Not content with putting Arthur in prison, Willy spends the beginning of 1996 trying to woo Pauline in his absence. Her son Mark Fowler (Todd Carty) is furious at the amount of time Willy and Pauline spend together, but Pauline finds Willy to be a great comfort and refuses to stop seeing him socially. Following his mother's death in April 1996, Willy asks Pauline to go on holiday to Jersey. Mark correctly figures out that his real motive is to put the stolen money in an off-shore account under a false name, but Pauline refuses to believe Mark's accusations. While away, Pauline and Willy become very close, but this all changes when she discovers his counterfeit credit cards and her suspicions begin to rise. She does not inform Willy of her discovery, but immediately returns to Walford the following day after he confesses his undying love for her.

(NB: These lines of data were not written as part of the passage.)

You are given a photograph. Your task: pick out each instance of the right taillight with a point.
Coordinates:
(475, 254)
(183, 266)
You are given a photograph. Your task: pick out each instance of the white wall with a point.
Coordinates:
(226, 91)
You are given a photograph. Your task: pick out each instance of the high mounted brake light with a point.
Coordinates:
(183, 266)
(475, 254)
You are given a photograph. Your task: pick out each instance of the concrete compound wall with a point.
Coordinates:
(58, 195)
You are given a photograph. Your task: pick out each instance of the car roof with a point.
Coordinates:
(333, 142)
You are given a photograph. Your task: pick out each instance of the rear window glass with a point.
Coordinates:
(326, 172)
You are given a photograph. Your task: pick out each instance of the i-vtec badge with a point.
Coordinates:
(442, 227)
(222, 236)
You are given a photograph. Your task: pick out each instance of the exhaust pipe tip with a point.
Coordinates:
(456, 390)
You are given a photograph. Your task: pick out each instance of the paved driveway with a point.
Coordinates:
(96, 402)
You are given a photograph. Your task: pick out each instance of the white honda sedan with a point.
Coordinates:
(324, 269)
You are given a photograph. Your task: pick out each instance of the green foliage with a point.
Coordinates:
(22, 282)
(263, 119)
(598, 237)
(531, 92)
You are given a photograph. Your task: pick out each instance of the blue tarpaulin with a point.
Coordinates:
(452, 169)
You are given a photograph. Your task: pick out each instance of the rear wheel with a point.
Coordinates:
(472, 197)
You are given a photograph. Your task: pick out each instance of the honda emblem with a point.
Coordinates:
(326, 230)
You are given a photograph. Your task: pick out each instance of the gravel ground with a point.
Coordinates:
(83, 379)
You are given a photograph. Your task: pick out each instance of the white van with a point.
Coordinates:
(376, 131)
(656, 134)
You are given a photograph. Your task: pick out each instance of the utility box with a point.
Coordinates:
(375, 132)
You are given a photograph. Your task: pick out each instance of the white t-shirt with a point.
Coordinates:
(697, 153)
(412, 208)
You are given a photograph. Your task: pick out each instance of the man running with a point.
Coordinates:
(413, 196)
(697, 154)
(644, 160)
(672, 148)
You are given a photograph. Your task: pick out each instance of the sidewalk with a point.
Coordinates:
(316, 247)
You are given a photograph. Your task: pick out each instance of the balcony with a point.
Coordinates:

Back in Walford, a furious Pauline is then persuaded by Mark to extract a confession from Willy. She lures him over under the pretence that she wants to rekindle their friendship. On their night alone, Pauline plies Willy with alcohol and seduces the truth from him. Willy – momentarily believing that his criminal genius will impress Pauline – confesses to embezzlement and tells her how he had managed to frame Arthur. The police are informed and Willy is arrested and charged, though he is released on bail.

Arthur is cleared, but before Pauline can pass on the good news she is told that he had been involved in a prison riot. Arthur is released the next day, but he has received a blow to the head in the riot, although no one realises the seriousness of his injury until it is too late. Only a few days after his release in May 1996, Arthur suffers a brain haemorrhage on the allotments, and dies the next day in hospital. Arthur's funeral is held and Mark is incensed to see Willy in attendance. He confronts Willy and ends up assaulting him. In November 1996 Willy is sentenced to three years in prison.